Tool error handling. A tool that throws should not propagate the exception into the model. Wrap tool execution in a try block and return a structured error message that the model can read and reason about.

Tool argument validation. Native tool-calling guarantees a parseable JSON object; it does not guarantee that arguments are semantically valid. Validate required fields and reject early rather than after a downstream service fails.

Observation size. A tool that returns thousands of tokens floods the window. Truncate or summarize before appending to messages. Context engineering, covered earlier in this series, applies inside the loop.

Guardrail bypass. A model instructed to "ignore prior instructions" can sometimes coax a tool into running something it should not. Guardrails must apply to tool inputs and tool outputs, not only to the initial query and the final answer.
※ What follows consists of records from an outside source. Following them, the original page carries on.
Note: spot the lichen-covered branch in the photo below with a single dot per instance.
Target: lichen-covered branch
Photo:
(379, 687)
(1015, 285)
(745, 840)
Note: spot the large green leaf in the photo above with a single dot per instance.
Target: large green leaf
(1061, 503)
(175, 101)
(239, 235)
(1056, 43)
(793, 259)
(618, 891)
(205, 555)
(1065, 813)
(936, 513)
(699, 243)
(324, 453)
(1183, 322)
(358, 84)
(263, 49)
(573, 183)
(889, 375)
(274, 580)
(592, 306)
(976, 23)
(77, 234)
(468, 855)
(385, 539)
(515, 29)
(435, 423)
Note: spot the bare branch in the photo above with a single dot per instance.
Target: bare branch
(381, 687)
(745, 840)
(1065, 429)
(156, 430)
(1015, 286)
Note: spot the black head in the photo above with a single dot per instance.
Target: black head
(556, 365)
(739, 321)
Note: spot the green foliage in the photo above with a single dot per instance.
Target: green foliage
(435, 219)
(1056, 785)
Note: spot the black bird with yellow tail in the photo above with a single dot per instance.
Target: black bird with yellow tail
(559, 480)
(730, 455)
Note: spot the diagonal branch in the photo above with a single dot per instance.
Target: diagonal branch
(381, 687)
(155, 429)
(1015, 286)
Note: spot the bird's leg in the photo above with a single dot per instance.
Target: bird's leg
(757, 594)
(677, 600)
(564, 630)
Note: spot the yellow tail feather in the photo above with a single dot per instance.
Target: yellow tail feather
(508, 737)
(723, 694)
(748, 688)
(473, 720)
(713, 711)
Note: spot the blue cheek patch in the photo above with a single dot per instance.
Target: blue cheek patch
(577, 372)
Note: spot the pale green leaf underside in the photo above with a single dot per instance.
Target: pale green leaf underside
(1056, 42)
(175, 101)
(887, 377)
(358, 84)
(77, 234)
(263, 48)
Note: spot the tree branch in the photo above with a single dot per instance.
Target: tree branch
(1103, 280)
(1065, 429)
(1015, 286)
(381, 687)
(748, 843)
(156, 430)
Trade against a one-shot prompt

The tool-calling loop inherits the trade a ReAct agent makes: higher cost and variable latency in exchange for grounded, self-correcting behavior on open-ended tasks. The defenses above make the trade bearable at scale.

Axis Single model call Tool-calling loop
Control flow None; author prompts once Emergent across turns
Latency One round-trip Variable, bounded by max_turns
Cost per task Predictable Variable; defenses needed
Grounding Depends on injected context Native via tool calls
Observability One request-response pair Full trace: per turn, per tool call
Safety surface Input, output Input, output, each tool invocation

Neighbors in the series

ReAct, the previous article, is the academic statement of the pattern. This article is the production implementation. Plan-and-execute, the next article, separates planning from acting; ReAct interleaves them. The Agent-Computer Interface article covers tool design, which is the single highest-leverage investment for improving tool-calling agents. Guardrails, covered in the Safety stage, goes deeper on input and output guards and on safety-specific patterns beyond the loop itself. Human-in-the-loop interrupts, also in Safety, adds a pause-and-approve step between tool calls for high-stakes actions.

References

  1. OpenAI. Practices for deploying LLM-based agents. 2024.
  2. Anthropic. Building effective agents. December 2024.
  3. Yao, Shunyu, et al. ReAct: Synergizing Reasoning and Acting in Language Models. ICLR 2023.
  4. LangChain. create_react_agent reference. 2024.
  5. Google. Agent Development Kit. 2024.